What is the lawsuit about?

Plans for the multibillion-dollar Dakota Access Pipeline that now moves oil through four Midwestern states drew widespread opposition after complaints from the tribe, whose reservation is downstream from the pipeline’s Missouri River crossing. The tribe has long said the pipeline threatens its water supply.

The tribe’s protest drew thousands of supporters, who camped in the area for months while trying to block construction. Hundreds of arrests resulted from the sometimes-chaotic protests in 2016 and 2017.

An attorney for Energy Transfer, Trey Cox, said Greenpeace exploited a small, disorganized, local issue to promote its agenda.
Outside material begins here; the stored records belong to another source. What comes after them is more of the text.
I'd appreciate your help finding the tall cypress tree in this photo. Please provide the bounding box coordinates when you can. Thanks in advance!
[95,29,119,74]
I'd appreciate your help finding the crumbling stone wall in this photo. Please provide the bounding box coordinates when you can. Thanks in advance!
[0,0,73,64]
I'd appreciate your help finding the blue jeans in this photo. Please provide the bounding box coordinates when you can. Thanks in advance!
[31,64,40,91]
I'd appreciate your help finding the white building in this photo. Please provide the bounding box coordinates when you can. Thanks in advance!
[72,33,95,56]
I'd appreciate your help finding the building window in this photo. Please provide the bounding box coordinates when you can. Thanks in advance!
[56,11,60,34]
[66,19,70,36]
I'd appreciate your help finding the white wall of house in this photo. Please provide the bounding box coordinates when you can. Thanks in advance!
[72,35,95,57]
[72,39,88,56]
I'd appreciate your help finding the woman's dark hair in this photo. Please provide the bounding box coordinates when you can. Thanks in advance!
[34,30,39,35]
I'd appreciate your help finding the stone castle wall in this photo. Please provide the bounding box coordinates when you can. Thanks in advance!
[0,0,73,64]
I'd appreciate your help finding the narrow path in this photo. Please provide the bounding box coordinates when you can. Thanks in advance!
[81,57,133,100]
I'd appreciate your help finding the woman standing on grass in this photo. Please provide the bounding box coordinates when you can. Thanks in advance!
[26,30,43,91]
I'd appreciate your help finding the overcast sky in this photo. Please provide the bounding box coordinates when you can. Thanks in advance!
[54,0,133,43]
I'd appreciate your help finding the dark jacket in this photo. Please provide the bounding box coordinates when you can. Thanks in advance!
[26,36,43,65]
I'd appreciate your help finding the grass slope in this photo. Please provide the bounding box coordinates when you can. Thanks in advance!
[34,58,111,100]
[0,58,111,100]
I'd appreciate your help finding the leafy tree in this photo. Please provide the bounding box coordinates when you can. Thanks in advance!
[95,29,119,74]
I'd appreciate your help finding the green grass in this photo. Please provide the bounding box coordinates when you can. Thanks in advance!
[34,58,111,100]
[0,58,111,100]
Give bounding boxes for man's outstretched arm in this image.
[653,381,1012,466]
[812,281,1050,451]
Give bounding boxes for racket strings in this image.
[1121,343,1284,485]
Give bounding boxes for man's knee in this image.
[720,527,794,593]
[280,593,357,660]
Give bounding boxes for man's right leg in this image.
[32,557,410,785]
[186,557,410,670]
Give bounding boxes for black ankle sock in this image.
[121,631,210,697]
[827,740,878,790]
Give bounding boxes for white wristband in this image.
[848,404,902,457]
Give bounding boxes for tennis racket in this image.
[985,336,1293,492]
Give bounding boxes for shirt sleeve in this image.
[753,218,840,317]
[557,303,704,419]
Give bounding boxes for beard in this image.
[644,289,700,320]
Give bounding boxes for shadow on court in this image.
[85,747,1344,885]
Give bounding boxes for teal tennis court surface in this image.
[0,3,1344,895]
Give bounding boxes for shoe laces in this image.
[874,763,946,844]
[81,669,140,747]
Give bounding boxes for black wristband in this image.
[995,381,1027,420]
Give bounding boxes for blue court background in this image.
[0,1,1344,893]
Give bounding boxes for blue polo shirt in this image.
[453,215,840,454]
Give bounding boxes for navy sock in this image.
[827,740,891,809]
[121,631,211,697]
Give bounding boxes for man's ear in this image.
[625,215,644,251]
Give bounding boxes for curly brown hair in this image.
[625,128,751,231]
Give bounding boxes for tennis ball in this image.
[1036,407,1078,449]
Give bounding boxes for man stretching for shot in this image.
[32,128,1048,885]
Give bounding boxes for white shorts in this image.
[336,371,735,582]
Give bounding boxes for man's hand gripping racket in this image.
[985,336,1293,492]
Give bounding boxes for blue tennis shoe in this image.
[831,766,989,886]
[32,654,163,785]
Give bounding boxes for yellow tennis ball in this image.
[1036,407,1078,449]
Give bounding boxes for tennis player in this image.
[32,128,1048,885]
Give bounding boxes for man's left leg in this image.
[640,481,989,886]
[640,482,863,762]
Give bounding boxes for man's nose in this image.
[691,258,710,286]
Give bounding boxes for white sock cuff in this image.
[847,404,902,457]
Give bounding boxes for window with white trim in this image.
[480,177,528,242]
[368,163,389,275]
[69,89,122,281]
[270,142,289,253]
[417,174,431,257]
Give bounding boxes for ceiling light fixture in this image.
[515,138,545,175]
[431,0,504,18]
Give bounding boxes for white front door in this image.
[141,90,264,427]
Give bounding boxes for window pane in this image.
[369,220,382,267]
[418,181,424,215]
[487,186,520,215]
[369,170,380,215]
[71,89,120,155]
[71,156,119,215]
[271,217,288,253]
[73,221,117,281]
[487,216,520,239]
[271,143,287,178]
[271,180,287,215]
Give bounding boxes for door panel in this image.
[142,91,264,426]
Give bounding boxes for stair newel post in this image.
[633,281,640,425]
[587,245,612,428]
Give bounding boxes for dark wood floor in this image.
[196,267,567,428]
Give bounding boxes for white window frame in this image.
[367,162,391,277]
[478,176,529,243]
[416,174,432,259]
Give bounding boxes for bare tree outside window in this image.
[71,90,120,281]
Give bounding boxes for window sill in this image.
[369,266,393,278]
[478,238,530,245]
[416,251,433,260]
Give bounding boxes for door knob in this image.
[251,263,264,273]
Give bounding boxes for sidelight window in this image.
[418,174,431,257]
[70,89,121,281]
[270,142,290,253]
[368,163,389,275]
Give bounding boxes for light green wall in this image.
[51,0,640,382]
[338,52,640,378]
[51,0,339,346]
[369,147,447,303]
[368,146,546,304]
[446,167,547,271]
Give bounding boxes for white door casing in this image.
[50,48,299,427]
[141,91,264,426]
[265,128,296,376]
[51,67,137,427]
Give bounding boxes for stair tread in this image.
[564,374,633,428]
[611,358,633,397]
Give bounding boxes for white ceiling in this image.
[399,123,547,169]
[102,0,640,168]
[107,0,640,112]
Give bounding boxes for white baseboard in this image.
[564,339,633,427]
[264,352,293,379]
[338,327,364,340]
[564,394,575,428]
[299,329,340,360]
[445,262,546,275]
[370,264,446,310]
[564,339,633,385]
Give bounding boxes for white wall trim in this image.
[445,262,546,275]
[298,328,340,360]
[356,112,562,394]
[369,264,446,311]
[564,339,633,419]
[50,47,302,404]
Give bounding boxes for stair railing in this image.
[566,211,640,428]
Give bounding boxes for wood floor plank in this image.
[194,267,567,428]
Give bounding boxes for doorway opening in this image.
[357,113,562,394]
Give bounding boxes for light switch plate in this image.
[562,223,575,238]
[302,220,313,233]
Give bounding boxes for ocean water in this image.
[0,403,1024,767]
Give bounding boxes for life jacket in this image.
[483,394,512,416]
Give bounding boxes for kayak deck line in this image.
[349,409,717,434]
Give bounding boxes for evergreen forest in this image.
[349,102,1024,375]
He called the group “master manipulators” and “deceptive to the core.” He accused Greenpeace of paying professional protesters, organizing protester trainings, sharing intelligence of the pipeline route and even sending lockboxes so that demonstrators could attach themselves to equipment.

The Greenpeace groups said there was no evidence to those claims and that they had little or no involvement in the protests. They called the litigation lawfare, intended to silence activists and critics.

But the jury found Greenpeace USA liable on all counts, including defamation, conspiracy, trespass, nuisance and tortious interference. The other two entities were found liable for some of the claims.